Fairy Tale Shop.
Sihirli aynalar, büyüleyici eşyalar, etkileyici büyü kitapları.
Eski, döküntü, küçük bir mekan.
İşte burası, Fairy Tale Shop.
Sihirli ve Sihre Dair Eşyalar Dükkanı.Burada pek çok sihirli eşya var.
Sahibi Bae Joohyun; genç, güzel ama ruhu yaşlı bir hanımefendi.

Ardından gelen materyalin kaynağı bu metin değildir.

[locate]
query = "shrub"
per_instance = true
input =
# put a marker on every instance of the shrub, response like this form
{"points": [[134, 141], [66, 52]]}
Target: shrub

Üstünde siyah, ortaçağ döneminden gibi görünen kabarık elbisesi, siyah eldivenleri, siyah şapkası ve siyah ayakkabılarına eşlik eden siyah saçları bana dinlediğim Mademoiselle Noir şarkısını hatırlatıyor.
Şuan az önce bana seslenen kadına, yani Bae Joohyun'a bakıyorum. Boğazını temizleyip konuşuyor."Hanımefendi, o oyuncak bebeği almayın."
"Neden,satılık değil mi yoksa? Ama oldukça güzel bir bebek. O kadar güzel ki, onun için arabamı ve evimi satabilirim."
İçimde derin bir hüzün hissediyorum. Bu bebek, gerçekten çok güzeldi. Pembe saçları, mavi gözleri, pürüzsüz teni ile bu bebeğin şimdiye kadar nasıl satılmadığın sorguluyorum. Bayan Bae çalıştığım bankanın amblemini taşıyan çıkarmayı unuttuğum yaka kartıma bakıyor.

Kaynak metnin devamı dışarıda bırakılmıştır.